Muitos políticos não entendem o que ocorre. É preciso uma nova geração, que não dependa de Wall Street.

Os mercados estão forçando nova socialização das perdas?
Com a política nos EUA, é difícil imaginar novo resgate. O governo está bloqueado pelo Congresso. Muitos governos hesitarão em salvar bancos. Por isso, essa recessão pode ser pior e mais profunda que a anterior. O cenário mais provável talvez seja o de uma recessão do tipo da japonesa.

Pior que a de 1929?
Não diria pior, mas pelo menos comparável. Corremos o risco de fazer o mesmo erro de 1929: cortar gasto público no meio da recessão. Em 2008, a reação dos governos conteve a recessão. Agora, não se pode esperar muito do lado monetário e o fiscal está bloqueado politicamente.

Mas ortodoxos defendem corte de deficit.
Estão ansiosos por matar [John Maynard] Keynes novamente. Por isso chamam a crise, claramente causada pelos mercados financeiros, de "crise da dívida dos governos". Não tem nada a ver com crise da dívida. Os governos pagaram alguns jogadores irresponsáveis das finanças, e por isso a dívida dos governos é maior do que há cinco anos. É luta ideológica contra os governos. Nada a ver com pesquisa acadêmica séria.

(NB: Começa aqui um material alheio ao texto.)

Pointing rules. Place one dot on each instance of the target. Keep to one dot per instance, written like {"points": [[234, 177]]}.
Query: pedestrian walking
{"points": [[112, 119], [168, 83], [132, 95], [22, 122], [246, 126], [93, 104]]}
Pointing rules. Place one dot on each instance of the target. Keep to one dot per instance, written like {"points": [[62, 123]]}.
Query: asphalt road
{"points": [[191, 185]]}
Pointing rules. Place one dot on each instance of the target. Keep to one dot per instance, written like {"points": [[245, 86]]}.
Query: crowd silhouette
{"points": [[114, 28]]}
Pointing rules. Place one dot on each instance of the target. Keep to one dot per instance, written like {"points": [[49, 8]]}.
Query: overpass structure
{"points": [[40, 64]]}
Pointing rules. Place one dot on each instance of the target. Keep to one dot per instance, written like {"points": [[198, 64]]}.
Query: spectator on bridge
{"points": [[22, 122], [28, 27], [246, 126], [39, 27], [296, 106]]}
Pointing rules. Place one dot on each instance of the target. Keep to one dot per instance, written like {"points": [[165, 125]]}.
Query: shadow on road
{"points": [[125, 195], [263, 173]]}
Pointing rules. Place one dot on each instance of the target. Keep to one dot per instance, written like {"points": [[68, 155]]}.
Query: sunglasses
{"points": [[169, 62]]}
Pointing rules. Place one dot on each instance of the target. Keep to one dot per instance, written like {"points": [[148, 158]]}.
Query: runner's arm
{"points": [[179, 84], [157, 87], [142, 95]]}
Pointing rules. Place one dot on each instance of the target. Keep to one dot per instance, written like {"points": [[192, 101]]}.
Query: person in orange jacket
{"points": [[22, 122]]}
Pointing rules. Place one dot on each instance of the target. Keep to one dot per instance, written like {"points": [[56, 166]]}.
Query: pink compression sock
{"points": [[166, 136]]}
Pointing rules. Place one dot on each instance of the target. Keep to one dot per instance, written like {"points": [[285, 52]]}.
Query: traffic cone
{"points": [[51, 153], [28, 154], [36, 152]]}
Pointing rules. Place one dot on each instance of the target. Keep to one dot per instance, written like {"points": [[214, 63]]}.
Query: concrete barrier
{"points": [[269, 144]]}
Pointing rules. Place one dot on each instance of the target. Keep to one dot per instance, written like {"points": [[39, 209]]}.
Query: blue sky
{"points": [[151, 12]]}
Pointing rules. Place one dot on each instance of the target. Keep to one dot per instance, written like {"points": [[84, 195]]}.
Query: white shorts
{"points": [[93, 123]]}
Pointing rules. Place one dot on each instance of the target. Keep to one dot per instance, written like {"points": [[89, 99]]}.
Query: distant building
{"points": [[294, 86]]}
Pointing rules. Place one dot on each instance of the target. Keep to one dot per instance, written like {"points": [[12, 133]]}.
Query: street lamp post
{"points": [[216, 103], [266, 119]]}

O que o capitalismo pode fazer para gerar crescimento?
Os salários médios precisam subir conforme a produtividade da economia. É uma regra simples, não seguida na América Latina no passado; hoje está melhor. Na Ásia entenderam isso. Mas na Europa, nos EUA e no Japão, os salários não estão crescendo. Eles são o componente mais importante para a demanda privada. O capitalismo não funciona sem aumento do salário dos trabalhadores.

O tamanho do sistema financeiro deve diminuir?
Ele precisa encolher. Essa é a grande tarefa dos políticos.